I’m not saying that this is a bad approach, but I think the description does not explain this well. Do you think it’s helpful to propose a change?
Thanks for clearing that up.

You meant hourly here

And also thank you for this. Until now I left them blank, my fault for not checking.

1 Like

So for example 3 annual snapshots means that you will have at least 1 yearly snapshot for the last 3 years, and after those 3 years your snapshots will be deleted? Does this mean that the easiest way to keep old snapshots “forever” is to set Annual to 100?

To keep ALL snapshots forever set all policies to 0 (zero)

1 Like

This is fantastic, thanks for writing it up.
I would love to see this added to the official documentation. I am happy to take lead but would welcome collaboration with @rhinomagnetar and @JayKay729.
Would you be interested in working on this?

I’d love to but I’m away till September. Not really in a place to write documentation haha

Enjoy your time away! :grinning: I may take a first crack at it & then ask for your review when you return.

1 Like

And what about my first question?

How do you keep an snapshot from each of the last 3 years?

How do you keep an snapshot from each past year forever?

Why not pin a snapshot and put a label on it?

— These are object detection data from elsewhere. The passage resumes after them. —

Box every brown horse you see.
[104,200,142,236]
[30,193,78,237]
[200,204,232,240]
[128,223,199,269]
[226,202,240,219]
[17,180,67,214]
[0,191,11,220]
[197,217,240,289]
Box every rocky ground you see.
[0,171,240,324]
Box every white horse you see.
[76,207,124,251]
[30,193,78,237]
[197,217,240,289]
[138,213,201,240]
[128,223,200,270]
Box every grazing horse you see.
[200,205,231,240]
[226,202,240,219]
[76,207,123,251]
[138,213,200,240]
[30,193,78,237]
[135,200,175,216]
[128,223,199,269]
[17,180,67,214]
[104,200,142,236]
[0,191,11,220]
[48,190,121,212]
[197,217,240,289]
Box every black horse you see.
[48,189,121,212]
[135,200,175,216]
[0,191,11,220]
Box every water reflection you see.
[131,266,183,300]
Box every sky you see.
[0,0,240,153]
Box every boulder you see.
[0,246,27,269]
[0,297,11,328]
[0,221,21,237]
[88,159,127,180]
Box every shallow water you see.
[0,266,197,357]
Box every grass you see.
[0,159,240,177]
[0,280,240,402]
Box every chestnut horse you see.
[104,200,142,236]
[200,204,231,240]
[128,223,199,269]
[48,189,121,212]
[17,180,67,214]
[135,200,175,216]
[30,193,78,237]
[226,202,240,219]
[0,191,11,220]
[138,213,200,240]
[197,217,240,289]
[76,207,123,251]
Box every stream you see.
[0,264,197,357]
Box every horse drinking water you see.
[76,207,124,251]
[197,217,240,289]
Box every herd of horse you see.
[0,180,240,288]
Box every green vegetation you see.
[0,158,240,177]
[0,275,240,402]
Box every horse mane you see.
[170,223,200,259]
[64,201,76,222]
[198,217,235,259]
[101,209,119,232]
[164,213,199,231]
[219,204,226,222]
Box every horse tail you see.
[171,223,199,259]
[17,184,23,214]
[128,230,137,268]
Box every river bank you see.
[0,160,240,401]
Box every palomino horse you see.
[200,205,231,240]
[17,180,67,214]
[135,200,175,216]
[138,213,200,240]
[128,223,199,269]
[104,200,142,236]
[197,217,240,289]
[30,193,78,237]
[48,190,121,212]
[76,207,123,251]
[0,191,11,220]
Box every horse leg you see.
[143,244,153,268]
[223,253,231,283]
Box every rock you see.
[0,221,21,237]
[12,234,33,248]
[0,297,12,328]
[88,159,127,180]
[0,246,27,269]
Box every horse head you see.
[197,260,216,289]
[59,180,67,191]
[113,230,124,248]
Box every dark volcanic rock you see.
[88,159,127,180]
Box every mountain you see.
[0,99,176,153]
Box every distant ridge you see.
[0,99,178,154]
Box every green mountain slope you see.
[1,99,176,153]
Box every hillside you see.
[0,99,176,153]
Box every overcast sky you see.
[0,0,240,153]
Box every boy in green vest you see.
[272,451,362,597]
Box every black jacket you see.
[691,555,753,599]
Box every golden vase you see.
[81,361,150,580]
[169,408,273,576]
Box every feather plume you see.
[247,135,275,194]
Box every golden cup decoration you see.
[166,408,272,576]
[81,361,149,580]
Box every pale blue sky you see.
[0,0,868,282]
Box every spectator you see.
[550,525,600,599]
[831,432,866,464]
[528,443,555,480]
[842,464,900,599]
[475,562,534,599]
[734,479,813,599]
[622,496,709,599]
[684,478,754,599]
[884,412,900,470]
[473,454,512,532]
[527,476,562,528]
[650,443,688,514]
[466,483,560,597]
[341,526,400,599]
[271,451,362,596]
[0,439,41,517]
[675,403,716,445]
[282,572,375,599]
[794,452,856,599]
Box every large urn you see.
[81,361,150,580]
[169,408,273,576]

Re: your first question. AFAIK if you set 3 annual snapshots you will have:

  1. 2021 Snapshot
  2. 2022 Snapshot
  3. 2023 Snapshot

And then when the 2025 comes you will have

  1. 2022 Snapshot
  2. 2023 Snapshot
  3. 2024 Snapshot

Are you claiming Kopia treats this as a special case, or are you understanding retention tags exactly backward, or am I?

As I understand it, setting all policies to zero would mean none of your backups get tagged for retention, so they all get deleted right away. Wouldn’t it?

The simplest way to set this argument is to test. It is not really about what I or you understand or not but what kopia designers decided:)

The least verbose explanation I came up with which might help others understand retention:

Kopia allows you to set a series of retention flags on a snapshot. Once all those flags have expired, the snapshot is scheduled for deletion.